Thomas Fischer wrote:
Just out of curiosity: Why is it better to iterate over the entries of a
map instead of the keys, if one needs both key and entry ? I know it is
better to use the Entry set if one does not need the key, but here the key
is needed...

In the given loop both parts of the entry are used, see the log.debug() call. The code before took the key from the iterator and used get(key) to read the value. This is basically a search call which is rather expensive. If you need both, key and value, the entryset-iterator provides them without an additional search operation.

If an exception is thrown in a catch block, the finally block is executed,
and an exception is thrown again in the finally block, and the exception is
caught later on, the second exception is caught, and not the first
exception. For example:
[...]

This was just copied from another place where a similar construct was used. See my comment below.

So in my code, I usually close stuff in the try block, set it to null, and
do a not null check in the finally block. If the reference to the resource
is not null, then I know an error has occured, try to close the other stuff
nevertheless, and ignore all exceptions which occur during clean-up (as
there is already an exception in the pipeline). This has the desired
behaviour for both cases. I would suggest that we do the same here. I can
do it, if noone objects.

If everyone agrees, we should also look at the other places where stuff
should be closed again (the connection in doSelect(criteria) and the like).

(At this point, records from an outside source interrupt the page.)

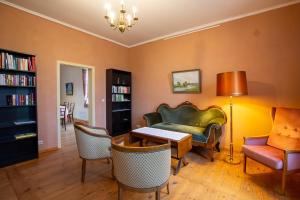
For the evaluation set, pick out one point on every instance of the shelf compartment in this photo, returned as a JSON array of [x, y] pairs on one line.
[[121, 110], [15, 70]]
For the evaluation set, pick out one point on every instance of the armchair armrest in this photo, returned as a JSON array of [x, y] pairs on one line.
[[152, 118], [292, 158], [256, 140]]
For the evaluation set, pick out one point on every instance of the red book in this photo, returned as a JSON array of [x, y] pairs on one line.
[[33, 67]]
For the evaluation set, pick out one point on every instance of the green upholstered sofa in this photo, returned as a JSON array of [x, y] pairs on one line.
[[204, 125]]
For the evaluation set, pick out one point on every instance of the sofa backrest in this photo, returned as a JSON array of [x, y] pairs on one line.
[[188, 114], [285, 132]]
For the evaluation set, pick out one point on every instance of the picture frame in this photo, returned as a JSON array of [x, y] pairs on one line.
[[69, 89], [186, 81]]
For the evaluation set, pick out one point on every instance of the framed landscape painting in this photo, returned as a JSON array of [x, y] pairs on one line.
[[69, 89], [187, 81]]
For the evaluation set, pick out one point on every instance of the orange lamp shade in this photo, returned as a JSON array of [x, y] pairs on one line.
[[232, 84]]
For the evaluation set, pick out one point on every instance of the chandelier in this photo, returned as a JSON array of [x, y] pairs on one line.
[[124, 21]]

Feel free. I guess there still are a couple of places where the same things are handled in different ways. To improve code quality, it would be desirable to clean this up, even if it is not strictly an error.

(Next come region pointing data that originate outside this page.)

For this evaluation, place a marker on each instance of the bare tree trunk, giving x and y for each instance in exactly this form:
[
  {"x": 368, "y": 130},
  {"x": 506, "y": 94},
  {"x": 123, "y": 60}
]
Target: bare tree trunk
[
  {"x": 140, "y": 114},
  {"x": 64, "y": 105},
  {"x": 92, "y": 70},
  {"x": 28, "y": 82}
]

I would not use throwTorqueException() on a Torque exception, but simply
rethrow it.

I thought this was the exact purpose of throwTorqueException(). See the code of this method.

Just for the logs, same as above. What is better in iterating over the
entry set instead of the key set ?
Same as above: performance.

Plus, if the iterator does not iterate over keys but over values, it should
be renamed from keys to values.

"entries" is probably correct. I'll do this.